Early differentiation of the endocrine lineage. Quantification of the onset of NEUROG3 and INSULIN expression by quantitative PCR (A) and cell count per total pancreatic epithelial cell number (B) in human pancreas from 47–52 dpc to 9–10 wpc. Bars show mean ± SE from at least two specimens. C: Sections through the pancreas at 10 wpc after immunofluorescence for SOX9 (green) and NEUROG3 (red). Arrows point to nuclei robustly stained for NEUROG3 and negative for SOX9; arrowheads show weak anti-NEUROG3 immunoreactivity in SOX9-positive cells. Serial sections through the pancreas at 10 wpc stained with toluidine blue after immunohistochemistry (brown) for insulin (D), NKX2.2 (E), FOXA2 (F), and NKX6.1 (G).

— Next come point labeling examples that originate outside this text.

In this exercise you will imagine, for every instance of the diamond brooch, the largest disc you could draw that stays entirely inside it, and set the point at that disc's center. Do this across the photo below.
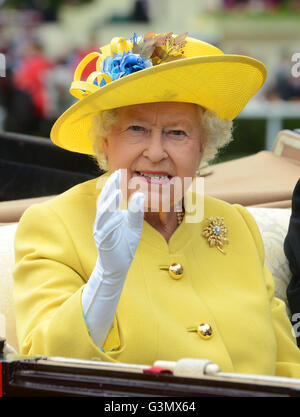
(216, 233)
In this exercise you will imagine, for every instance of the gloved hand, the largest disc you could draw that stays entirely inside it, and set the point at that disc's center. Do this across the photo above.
(117, 234)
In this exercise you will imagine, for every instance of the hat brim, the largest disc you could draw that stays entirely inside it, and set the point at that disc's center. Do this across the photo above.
(222, 83)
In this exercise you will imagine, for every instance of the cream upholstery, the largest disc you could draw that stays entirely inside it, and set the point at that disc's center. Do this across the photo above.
(273, 224)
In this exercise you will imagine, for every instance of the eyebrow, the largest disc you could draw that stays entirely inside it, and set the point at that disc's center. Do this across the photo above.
(139, 118)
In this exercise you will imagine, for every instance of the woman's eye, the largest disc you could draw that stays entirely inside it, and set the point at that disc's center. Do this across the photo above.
(136, 128)
(177, 133)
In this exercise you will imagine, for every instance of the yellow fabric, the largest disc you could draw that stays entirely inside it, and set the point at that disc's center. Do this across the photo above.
(206, 76)
(55, 255)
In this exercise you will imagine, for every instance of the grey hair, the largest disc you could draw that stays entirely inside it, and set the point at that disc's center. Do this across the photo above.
(215, 133)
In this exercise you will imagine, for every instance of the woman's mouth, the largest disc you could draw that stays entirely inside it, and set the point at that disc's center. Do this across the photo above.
(153, 177)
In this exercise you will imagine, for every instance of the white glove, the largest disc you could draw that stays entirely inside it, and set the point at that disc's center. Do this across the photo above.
(116, 234)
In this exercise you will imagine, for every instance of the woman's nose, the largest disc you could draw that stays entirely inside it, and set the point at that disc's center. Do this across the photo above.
(155, 147)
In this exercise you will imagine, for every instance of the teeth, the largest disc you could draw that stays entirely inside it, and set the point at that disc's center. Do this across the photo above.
(154, 176)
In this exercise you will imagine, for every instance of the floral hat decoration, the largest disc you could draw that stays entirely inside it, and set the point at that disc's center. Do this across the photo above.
(156, 68)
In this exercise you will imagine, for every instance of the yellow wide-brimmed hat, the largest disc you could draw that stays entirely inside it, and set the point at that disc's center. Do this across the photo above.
(156, 68)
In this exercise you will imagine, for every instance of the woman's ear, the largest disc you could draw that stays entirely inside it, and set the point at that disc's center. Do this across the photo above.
(105, 147)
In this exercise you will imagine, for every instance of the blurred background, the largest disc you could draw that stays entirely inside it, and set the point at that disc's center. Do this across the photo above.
(43, 41)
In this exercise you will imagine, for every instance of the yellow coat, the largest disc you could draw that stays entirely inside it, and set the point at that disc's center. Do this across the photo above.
(233, 293)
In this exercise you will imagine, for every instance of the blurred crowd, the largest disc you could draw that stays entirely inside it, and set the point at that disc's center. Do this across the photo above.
(261, 5)
(34, 91)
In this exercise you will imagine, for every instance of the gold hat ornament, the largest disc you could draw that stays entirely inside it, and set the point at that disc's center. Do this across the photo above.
(156, 68)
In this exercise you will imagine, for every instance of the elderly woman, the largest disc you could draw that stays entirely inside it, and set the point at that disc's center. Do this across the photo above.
(135, 266)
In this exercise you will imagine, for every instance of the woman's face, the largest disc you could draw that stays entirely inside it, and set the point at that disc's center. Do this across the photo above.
(157, 144)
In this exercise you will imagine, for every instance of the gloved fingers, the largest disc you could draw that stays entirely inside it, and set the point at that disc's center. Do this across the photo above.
(135, 214)
(112, 184)
(109, 216)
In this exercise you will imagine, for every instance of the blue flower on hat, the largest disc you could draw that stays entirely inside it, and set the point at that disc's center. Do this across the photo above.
(120, 65)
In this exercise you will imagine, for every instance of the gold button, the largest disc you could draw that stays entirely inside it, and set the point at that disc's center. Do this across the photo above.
(176, 271)
(204, 330)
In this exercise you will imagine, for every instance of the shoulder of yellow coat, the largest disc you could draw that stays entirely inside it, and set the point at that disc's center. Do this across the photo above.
(80, 194)
(251, 223)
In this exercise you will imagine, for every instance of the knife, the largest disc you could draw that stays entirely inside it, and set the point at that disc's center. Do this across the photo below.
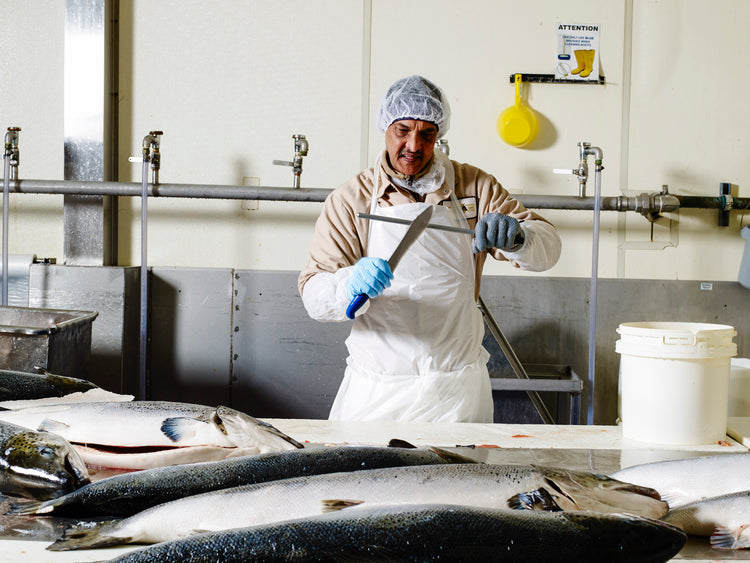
(412, 233)
(438, 226)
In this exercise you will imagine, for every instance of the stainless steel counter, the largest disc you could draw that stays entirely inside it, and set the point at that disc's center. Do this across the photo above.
(591, 448)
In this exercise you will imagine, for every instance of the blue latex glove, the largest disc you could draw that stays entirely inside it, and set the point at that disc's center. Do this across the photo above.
(495, 230)
(370, 277)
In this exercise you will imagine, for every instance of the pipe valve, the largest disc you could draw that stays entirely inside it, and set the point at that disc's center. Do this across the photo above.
(584, 150)
(152, 154)
(11, 151)
(300, 150)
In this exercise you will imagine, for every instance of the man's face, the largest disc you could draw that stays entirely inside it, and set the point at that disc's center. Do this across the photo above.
(410, 144)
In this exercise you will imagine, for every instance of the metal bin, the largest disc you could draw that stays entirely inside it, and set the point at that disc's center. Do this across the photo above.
(56, 341)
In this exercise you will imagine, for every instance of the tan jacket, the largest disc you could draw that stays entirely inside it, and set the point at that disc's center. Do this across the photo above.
(340, 238)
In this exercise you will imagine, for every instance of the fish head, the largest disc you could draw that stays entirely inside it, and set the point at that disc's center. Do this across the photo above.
(600, 493)
(41, 465)
(247, 432)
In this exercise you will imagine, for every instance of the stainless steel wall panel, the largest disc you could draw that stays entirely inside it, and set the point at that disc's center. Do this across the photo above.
(190, 335)
(285, 363)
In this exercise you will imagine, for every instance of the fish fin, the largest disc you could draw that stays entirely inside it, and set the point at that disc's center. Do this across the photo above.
(270, 428)
(177, 427)
(334, 505)
(452, 457)
(399, 443)
(540, 499)
(28, 506)
(672, 498)
(725, 538)
(53, 426)
(89, 536)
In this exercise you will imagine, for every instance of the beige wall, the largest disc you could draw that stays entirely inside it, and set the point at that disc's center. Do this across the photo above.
(230, 82)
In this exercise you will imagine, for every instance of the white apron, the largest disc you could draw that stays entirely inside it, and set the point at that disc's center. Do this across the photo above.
(416, 354)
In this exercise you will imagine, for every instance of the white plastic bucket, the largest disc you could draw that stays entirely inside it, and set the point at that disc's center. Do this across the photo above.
(674, 381)
(739, 387)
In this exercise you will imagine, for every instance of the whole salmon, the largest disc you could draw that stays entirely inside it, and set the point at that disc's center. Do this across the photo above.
(489, 486)
(725, 519)
(114, 434)
(126, 494)
(687, 480)
(431, 533)
(15, 385)
(38, 465)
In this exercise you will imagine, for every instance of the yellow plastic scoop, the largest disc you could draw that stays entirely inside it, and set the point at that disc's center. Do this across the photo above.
(518, 124)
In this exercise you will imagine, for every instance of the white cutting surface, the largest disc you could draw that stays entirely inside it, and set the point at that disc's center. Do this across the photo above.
(445, 435)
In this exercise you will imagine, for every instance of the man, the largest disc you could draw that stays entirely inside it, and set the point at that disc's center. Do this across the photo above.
(415, 349)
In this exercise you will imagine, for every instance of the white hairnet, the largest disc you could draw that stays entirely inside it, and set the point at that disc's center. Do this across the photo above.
(414, 97)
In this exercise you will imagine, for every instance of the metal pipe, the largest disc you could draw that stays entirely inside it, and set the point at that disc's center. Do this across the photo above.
(513, 360)
(593, 293)
(10, 171)
(318, 195)
(6, 199)
(150, 156)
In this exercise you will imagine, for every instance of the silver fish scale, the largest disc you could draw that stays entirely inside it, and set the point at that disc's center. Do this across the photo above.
(124, 495)
(431, 533)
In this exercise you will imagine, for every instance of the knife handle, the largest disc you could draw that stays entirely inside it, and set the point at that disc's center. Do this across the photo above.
(356, 305)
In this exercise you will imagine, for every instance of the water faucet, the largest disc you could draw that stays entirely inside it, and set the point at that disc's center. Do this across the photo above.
(12, 152)
(300, 150)
(151, 153)
(584, 150)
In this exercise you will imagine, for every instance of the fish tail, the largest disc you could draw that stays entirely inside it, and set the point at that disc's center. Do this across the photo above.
(540, 499)
(88, 537)
(725, 538)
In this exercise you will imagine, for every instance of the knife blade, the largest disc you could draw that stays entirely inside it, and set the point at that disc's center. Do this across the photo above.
(405, 222)
(412, 234)
(461, 230)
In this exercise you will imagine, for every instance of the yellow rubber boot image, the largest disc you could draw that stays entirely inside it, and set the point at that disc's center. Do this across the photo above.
(588, 58)
(580, 60)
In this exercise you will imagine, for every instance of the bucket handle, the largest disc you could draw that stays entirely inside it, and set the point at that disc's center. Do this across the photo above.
(689, 340)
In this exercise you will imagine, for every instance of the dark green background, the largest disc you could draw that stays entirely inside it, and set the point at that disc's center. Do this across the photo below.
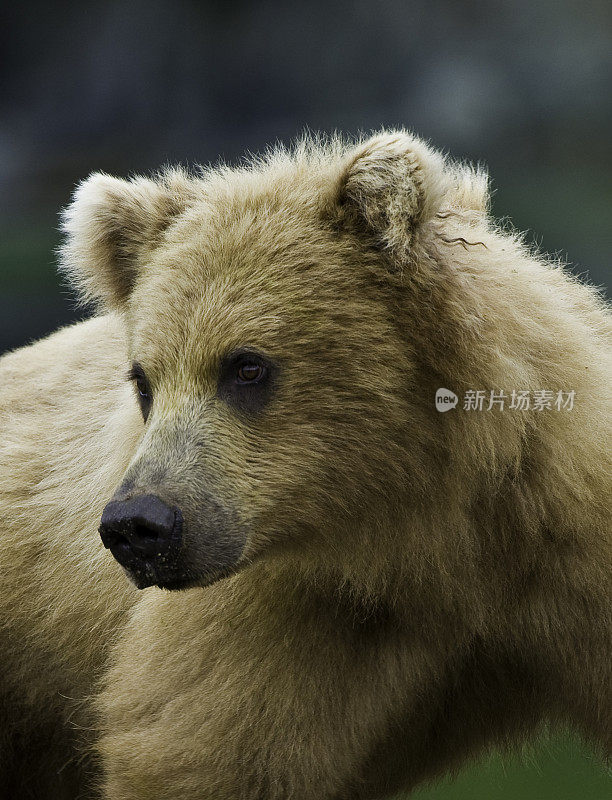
(523, 86)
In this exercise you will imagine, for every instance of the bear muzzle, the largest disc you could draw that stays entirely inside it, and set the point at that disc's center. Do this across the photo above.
(144, 535)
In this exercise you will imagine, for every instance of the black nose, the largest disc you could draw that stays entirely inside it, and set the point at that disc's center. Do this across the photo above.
(140, 531)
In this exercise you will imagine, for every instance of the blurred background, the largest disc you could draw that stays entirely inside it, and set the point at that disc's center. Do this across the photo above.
(524, 86)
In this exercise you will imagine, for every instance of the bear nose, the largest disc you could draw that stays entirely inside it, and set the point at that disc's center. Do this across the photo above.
(142, 528)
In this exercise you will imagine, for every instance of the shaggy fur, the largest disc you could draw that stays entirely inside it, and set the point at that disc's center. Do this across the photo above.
(416, 586)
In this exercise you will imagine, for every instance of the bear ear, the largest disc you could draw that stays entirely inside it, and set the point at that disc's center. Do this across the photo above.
(390, 185)
(108, 226)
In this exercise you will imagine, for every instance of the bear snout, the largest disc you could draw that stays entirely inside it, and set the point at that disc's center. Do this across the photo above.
(144, 535)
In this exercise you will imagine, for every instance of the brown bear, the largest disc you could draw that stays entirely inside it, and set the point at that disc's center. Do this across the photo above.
(361, 592)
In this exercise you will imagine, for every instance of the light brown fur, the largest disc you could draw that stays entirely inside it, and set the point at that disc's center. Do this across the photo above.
(415, 587)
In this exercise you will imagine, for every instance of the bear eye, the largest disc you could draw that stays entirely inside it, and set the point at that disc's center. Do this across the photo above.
(250, 373)
(143, 390)
(246, 380)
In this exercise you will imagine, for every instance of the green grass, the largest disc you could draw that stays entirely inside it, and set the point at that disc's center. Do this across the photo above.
(559, 769)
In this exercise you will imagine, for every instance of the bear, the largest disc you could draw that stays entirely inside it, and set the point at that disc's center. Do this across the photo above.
(244, 555)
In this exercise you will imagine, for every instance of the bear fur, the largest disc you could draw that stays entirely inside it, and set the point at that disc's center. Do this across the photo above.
(413, 587)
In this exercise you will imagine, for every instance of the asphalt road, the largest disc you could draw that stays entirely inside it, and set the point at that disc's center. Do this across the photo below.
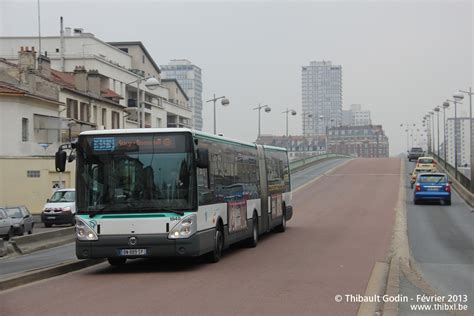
(441, 240)
(64, 253)
(342, 225)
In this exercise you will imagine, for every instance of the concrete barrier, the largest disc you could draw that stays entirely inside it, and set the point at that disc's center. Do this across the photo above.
(45, 273)
(30, 243)
(300, 164)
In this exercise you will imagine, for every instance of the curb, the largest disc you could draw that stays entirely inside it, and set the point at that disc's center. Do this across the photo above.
(320, 176)
(297, 169)
(30, 243)
(46, 273)
(22, 240)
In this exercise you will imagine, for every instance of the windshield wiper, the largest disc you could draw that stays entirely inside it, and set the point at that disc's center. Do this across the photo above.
(163, 209)
(97, 210)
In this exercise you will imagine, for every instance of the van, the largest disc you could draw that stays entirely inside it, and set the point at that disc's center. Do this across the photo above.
(60, 208)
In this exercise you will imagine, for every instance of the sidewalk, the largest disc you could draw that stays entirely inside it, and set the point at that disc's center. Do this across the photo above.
(36, 260)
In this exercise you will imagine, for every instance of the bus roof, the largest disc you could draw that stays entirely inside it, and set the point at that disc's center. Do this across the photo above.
(174, 130)
(274, 148)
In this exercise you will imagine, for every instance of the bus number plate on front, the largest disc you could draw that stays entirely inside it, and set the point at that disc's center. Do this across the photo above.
(132, 252)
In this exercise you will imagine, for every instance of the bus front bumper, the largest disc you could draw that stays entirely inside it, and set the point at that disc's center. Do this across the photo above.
(157, 245)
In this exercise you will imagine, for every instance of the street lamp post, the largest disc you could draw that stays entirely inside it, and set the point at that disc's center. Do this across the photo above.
(308, 115)
(293, 112)
(151, 83)
(457, 99)
(470, 93)
(445, 106)
(224, 102)
(436, 109)
(431, 113)
(259, 108)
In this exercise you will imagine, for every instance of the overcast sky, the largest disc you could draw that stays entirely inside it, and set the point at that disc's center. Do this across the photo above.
(399, 58)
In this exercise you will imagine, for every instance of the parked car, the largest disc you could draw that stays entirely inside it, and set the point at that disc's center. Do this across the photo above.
(22, 220)
(415, 173)
(432, 186)
(60, 208)
(6, 225)
(415, 153)
(426, 162)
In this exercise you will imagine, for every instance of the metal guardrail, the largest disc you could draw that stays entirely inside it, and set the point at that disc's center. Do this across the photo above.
(463, 180)
(297, 164)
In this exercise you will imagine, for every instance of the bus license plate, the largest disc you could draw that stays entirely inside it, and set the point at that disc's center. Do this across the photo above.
(132, 252)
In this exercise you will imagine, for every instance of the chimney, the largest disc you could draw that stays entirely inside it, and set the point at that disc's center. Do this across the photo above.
(80, 78)
(44, 66)
(27, 59)
(93, 82)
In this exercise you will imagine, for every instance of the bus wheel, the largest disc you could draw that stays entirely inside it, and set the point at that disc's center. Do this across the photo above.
(117, 261)
(253, 240)
(215, 255)
(282, 227)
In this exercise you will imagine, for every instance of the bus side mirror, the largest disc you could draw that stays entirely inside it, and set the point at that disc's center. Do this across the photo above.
(60, 160)
(202, 158)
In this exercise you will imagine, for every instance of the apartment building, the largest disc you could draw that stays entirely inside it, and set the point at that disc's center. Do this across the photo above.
(321, 89)
(359, 141)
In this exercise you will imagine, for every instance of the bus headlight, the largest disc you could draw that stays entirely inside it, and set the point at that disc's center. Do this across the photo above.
(84, 231)
(185, 228)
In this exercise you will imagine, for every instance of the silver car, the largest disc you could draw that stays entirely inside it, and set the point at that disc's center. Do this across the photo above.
(6, 225)
(21, 218)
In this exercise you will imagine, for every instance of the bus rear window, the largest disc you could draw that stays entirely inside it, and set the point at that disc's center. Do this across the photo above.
(432, 178)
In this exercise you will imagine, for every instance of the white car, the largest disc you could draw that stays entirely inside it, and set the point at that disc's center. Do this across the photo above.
(60, 208)
(6, 225)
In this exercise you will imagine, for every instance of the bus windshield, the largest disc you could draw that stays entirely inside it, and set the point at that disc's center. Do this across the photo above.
(136, 173)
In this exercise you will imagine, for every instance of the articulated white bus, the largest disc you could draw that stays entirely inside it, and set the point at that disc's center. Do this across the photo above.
(174, 192)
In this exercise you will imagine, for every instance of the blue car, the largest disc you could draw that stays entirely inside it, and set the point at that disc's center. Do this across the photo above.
(432, 187)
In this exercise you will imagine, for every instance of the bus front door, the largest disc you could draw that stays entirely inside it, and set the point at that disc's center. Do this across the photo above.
(265, 219)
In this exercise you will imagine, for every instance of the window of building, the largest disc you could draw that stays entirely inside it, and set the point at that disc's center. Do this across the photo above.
(24, 129)
(104, 117)
(33, 173)
(115, 119)
(71, 106)
(84, 112)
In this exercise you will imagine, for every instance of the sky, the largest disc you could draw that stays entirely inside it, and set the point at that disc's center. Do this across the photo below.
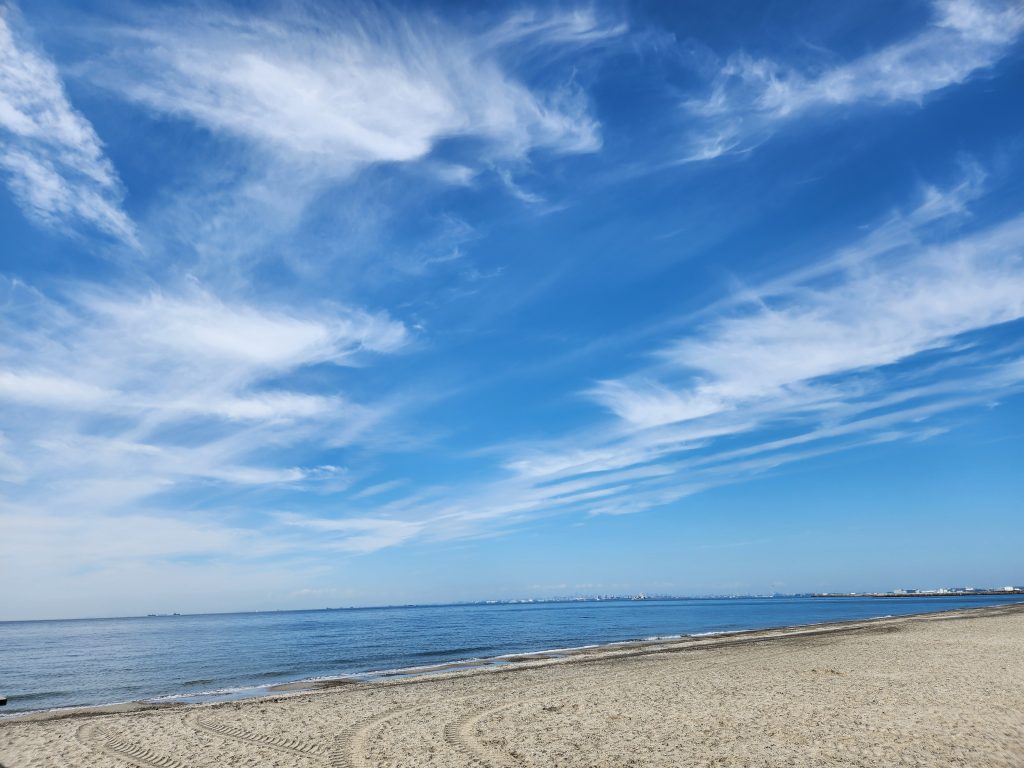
(309, 304)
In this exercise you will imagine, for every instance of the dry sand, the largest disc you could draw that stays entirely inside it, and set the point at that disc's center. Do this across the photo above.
(943, 689)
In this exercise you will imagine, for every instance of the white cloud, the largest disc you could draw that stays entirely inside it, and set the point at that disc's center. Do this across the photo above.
(752, 96)
(871, 344)
(52, 158)
(332, 95)
(124, 395)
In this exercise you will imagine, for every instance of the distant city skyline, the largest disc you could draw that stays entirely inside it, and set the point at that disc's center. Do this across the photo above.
(327, 303)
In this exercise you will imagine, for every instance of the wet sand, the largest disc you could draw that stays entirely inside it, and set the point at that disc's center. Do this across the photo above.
(937, 689)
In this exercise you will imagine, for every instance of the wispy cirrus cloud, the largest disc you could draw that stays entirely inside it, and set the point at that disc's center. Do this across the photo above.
(884, 340)
(50, 155)
(752, 97)
(113, 396)
(331, 95)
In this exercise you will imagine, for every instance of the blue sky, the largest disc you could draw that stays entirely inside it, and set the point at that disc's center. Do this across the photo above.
(308, 304)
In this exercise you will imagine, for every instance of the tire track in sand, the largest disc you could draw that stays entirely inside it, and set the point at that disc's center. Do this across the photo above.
(461, 732)
(290, 745)
(96, 737)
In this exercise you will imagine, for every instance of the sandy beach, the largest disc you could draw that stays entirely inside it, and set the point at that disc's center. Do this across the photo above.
(939, 689)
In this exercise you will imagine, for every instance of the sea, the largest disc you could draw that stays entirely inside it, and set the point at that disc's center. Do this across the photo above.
(47, 665)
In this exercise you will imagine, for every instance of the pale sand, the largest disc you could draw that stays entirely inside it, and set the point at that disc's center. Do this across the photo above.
(938, 690)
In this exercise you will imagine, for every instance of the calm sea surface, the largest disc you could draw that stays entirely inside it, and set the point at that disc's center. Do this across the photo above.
(45, 665)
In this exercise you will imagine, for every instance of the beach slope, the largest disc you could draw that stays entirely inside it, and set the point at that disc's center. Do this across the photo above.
(939, 689)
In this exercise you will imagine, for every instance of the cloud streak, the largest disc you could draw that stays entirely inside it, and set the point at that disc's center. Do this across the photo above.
(880, 342)
(116, 396)
(333, 95)
(752, 97)
(50, 155)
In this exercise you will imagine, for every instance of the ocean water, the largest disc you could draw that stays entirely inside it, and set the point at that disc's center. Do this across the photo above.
(46, 665)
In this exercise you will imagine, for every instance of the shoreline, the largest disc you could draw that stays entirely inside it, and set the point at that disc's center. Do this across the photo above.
(504, 664)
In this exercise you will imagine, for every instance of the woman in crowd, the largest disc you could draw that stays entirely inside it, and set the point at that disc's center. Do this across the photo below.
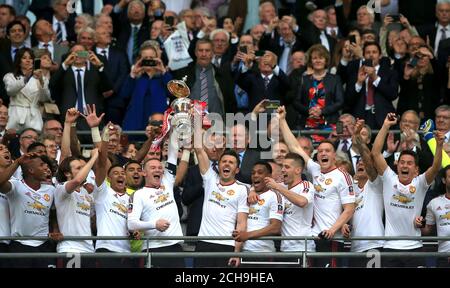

Arrows in E and G point to duct-like epithelium negative for NKX2.2 but stained for NKX6.1. Sections through the pancreas at 10 wpc (H) and 14 wpc (I and J) after dual immunofluorescence for insulin (green) with NKX2.2 or NKX6.1 (red) (H and I), and NKX6.1 (red) with SOX9 (green) (J). Scale bars represent 25 µm (C–J).

FIG. 7.

Transcription factors to define different cell types and stages of differentiation for the early human pancreas. Combinations of transcription factors (plus SHH and insulin) are shown to identify different cell types and stages of development for the foregut, extrahepatic biliary duct, and pancreas based on the current data and previous immunohistochemical studies by us and others (18,20,23).